In this guest post, economist Paul Segal argues that the now popular view that oil price spikes lead to recessions is largely unfounded.
Do high oil prices cause recessions? The US economist James Hamilton is famous for his 1983 finding that oil price spikes had preceded all but one post-war US recessions[1]. Hamilton recently claimed that the current recession can be fully accounted for by the high oil prices of 2007-08. But while oil prices are certainly an important macroeconomic variable, it is just not plausible that they have anything like the impact that Hamilton suggests.
Oil prices have a direct impact on output only to the extent that they lead to lower consumption of oil. In a standard competitive model of the economy, the decline in output is equal to the share of oil in GDP times the decline in consumption of oil. From a peak of 7.6bn barrels in 2005, US oil consumption declined by 6 per cent to 7.1bn in 2008. With oil consumption comprising 5 per cent of GDP in 2008, this can account for a decline of only 0.3 percent of GDP – which, alone, is not nearly enough to cause a recession. The largest decline in oil usage that has ever occurred in the US was over 1979-80, for which the same calculation implies a decline in GDP of 0.6 percentage points – again, not nearly enough, on its own, to explain the US recession of 1980.

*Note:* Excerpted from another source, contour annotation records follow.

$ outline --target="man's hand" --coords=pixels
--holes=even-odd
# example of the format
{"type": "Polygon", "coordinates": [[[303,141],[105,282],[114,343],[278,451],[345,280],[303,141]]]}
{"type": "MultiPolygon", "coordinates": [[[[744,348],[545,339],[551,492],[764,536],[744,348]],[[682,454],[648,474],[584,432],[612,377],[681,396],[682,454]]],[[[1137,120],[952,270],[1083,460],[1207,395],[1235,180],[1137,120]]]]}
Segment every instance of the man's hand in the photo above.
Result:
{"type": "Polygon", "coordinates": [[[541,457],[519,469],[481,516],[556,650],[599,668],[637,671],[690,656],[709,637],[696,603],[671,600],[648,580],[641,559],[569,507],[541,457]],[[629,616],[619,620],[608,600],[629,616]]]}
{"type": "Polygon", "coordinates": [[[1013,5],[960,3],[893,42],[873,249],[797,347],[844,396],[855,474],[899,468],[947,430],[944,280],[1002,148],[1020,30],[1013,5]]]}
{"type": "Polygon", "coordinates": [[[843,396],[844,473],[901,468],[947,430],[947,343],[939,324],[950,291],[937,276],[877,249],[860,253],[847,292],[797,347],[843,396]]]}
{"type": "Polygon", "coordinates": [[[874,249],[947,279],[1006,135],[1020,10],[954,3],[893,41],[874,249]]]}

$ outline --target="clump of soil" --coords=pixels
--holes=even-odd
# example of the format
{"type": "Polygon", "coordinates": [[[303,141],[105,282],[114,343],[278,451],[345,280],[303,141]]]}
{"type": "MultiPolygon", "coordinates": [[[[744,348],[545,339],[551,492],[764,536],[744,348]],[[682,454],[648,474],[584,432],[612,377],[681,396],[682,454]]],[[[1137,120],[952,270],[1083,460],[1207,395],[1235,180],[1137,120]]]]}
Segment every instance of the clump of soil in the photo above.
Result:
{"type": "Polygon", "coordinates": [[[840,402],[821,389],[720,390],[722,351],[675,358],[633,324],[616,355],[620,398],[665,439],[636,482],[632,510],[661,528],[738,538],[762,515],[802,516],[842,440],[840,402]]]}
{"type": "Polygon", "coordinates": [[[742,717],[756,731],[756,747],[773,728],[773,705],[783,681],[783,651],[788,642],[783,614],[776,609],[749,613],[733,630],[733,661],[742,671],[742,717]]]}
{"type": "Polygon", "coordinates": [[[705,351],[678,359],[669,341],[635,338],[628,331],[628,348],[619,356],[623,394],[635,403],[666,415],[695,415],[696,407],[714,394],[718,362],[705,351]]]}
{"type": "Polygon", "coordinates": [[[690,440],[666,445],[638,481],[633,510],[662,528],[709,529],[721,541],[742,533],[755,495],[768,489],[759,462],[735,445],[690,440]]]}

A cottage industry has developed around the effort to find microeconomic mechanisms such as market frictions that could explain a larger role for oil than this standard model implies. Oil has a romantic place in the US imagination and some US economists cannot quite believe that it is just another commodity. But my own view[2] is that these mechanisms can explain only a small additional impact for the oil price.